OUTROS PRINCÍPIOS PODEM SER INVOCADOS
Mesmo sendo uma prática comum em todo o Brasil, há, ainda, dificuldade de o Poder Judiciário lidar com
a existência de uniões estáveis paralelas ao casamento, ou seja, aquelas uniões extraconjugais que
formam famílias e que, por esse motivo, devem gerar efeitos patrimoniais e sucessórios. Devido
a razões de ordem moral e do princípio da monogamia, segundo Rodrigo da Cunha Pereira, presidente
do IBDFAM, tais uniões são, na maioria das vezes, invisíveis aos olhos da Justiça.
Para o presidente do IBDFAM, toda a organização jurídica brasileira e ocidental tem a monogamia
como base de organização da família, que funciona como um ponto chave das conexões morais.
Entretanto, quando uma família paralela à outra acontece, não há como negar esta realidade.
“Se ela existe, não podemos simplesmente ignorá-la, sob pena de continuar repetindo as
injustiças históricas de exclusão de pessoas e categorias do laço social”, enfatiza.
Rodrigo da Cunha observa que, pelos princípios da dignidade da pessoa humana, da responsabilidade,
da pluralidade das formas de família, conjugados ou confrontados com o da monogamia em
cada caso concreto, acabam por autorizar atribuição e distribuição de direitos às famílias simultâneas.

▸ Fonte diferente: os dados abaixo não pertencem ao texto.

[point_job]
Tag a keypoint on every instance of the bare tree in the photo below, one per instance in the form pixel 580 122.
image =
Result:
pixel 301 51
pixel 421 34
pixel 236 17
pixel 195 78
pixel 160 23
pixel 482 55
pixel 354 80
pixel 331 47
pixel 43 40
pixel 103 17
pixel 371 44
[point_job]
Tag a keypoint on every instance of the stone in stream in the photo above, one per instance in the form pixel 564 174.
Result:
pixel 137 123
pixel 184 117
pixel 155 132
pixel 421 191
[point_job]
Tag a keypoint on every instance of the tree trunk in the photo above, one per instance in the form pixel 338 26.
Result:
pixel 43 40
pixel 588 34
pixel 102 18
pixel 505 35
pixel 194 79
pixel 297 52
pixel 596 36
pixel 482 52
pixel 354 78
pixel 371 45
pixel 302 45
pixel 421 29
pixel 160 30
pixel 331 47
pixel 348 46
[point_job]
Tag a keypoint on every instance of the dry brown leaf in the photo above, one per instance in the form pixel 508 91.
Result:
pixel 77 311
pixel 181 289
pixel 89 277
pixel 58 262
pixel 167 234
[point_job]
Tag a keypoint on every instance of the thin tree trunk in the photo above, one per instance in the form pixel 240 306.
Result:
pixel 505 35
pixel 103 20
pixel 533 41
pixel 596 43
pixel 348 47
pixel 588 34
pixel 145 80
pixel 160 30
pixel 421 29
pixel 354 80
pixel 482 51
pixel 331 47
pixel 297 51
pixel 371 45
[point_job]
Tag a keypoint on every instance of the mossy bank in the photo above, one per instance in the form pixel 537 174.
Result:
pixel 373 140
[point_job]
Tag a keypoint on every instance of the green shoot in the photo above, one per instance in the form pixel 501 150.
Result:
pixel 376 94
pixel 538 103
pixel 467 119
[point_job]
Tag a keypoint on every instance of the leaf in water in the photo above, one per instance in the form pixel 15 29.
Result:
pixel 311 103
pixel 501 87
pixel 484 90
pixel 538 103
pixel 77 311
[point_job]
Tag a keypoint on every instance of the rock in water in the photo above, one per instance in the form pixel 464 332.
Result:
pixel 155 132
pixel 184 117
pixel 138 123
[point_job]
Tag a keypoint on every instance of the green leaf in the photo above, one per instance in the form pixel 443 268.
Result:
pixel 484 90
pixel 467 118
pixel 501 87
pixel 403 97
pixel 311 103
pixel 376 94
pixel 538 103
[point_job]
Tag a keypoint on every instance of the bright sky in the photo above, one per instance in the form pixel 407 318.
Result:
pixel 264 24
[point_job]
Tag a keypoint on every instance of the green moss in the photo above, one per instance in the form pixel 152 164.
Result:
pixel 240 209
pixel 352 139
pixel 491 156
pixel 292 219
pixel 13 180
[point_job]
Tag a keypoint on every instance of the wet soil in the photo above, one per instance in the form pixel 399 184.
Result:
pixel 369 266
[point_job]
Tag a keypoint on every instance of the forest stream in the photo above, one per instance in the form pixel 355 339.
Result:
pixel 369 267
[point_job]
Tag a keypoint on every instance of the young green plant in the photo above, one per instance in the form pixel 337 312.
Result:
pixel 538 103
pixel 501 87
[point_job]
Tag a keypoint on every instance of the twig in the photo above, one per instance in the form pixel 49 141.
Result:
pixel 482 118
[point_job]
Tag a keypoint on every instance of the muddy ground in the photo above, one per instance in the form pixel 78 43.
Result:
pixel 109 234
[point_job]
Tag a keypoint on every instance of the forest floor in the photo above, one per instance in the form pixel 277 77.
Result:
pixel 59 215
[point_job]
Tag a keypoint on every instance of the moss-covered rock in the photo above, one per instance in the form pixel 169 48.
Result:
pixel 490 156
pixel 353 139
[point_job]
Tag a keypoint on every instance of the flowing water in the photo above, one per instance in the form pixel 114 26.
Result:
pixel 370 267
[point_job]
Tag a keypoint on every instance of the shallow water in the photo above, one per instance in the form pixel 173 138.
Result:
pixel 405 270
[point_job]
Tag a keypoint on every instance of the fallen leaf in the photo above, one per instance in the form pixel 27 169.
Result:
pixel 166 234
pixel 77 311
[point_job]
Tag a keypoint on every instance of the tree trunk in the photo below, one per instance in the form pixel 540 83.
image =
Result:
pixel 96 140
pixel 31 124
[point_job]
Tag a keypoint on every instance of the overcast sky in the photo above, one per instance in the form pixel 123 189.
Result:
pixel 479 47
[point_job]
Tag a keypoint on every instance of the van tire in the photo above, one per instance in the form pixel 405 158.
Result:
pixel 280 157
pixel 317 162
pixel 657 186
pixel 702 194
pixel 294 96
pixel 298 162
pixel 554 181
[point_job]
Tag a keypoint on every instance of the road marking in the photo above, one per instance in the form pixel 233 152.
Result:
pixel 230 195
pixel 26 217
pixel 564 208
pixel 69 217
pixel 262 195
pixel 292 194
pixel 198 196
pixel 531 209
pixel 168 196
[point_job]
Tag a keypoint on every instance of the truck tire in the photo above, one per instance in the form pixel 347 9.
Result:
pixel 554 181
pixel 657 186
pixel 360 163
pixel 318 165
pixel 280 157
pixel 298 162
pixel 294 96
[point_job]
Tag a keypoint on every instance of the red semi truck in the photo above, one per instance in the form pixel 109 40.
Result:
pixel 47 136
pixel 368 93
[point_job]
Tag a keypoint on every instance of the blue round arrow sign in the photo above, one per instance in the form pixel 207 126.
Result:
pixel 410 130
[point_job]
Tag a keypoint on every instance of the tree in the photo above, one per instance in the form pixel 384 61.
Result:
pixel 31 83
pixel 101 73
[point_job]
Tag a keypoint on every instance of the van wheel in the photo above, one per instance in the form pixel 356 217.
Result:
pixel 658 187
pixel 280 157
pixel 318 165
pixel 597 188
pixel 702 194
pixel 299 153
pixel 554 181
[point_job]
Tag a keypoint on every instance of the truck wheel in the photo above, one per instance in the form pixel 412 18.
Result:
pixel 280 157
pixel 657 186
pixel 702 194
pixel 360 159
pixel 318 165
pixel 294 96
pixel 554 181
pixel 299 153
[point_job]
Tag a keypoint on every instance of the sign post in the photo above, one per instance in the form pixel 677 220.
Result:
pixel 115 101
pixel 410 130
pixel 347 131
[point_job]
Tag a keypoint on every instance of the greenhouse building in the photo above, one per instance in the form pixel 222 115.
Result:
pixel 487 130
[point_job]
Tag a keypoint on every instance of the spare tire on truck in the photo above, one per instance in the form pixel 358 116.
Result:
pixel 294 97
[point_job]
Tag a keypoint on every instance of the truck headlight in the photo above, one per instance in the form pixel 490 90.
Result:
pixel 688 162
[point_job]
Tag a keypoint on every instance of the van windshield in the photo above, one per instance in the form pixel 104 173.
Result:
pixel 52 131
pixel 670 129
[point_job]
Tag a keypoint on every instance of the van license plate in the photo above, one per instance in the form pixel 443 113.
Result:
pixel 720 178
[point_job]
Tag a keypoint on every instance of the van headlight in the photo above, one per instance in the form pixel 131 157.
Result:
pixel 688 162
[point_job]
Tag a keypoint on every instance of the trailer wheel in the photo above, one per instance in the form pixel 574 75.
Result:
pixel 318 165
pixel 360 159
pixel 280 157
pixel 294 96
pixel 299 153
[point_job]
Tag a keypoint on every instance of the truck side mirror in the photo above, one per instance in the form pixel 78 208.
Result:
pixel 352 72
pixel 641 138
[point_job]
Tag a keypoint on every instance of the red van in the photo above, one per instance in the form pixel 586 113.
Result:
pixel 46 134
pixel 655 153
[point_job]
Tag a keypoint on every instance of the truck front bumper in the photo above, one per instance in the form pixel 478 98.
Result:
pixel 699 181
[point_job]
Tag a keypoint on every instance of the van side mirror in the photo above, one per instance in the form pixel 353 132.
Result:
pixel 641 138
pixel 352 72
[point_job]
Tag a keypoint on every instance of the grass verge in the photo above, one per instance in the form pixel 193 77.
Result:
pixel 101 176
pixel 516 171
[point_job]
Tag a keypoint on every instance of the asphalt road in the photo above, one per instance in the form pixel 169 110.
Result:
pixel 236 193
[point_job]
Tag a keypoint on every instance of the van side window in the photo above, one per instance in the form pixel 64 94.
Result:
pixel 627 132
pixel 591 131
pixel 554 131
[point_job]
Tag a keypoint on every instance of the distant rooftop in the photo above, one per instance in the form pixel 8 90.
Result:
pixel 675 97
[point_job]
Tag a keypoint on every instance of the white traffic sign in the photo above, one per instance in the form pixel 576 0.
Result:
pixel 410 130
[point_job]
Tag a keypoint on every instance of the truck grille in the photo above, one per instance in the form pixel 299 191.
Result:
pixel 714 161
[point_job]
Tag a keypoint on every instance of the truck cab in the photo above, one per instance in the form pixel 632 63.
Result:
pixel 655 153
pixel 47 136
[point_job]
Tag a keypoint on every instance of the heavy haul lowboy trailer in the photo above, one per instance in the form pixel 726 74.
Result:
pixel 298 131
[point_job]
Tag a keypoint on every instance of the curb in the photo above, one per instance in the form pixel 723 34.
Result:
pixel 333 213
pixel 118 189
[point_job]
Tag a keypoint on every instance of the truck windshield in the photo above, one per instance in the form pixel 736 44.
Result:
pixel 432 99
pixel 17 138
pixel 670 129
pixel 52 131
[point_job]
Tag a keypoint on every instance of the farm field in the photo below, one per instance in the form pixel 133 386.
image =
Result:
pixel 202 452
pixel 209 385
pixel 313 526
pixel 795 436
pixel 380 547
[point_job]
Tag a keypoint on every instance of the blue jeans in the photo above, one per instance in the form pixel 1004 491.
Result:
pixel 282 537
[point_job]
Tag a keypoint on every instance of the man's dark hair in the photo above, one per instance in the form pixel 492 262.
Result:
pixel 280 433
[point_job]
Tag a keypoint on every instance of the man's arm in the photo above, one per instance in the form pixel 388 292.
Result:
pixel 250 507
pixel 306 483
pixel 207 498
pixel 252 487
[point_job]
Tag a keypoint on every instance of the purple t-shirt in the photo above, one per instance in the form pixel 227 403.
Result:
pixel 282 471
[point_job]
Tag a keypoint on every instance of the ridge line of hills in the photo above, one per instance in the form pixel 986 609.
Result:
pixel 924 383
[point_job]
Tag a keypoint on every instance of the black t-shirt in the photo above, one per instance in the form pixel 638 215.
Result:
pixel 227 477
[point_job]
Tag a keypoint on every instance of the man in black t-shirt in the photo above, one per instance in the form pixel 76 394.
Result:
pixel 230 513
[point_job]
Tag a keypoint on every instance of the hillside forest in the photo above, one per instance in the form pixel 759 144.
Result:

Ou seja, em casos de união estável paralela ao casamento devem ser atribuídos direitos à família
paralela, dividindo-se a pensão e o patrimônio, como efeitos patrimoniais, em caso de dissolução
de união, bem como sucessórios, em caso de falecimento, beneficiando a esposa, a companheira
e os filhos existentes das duas uniões.
*Com informações da Diretoria de Comunicação do Tribunal de Justiça do Amazonas (Tjam)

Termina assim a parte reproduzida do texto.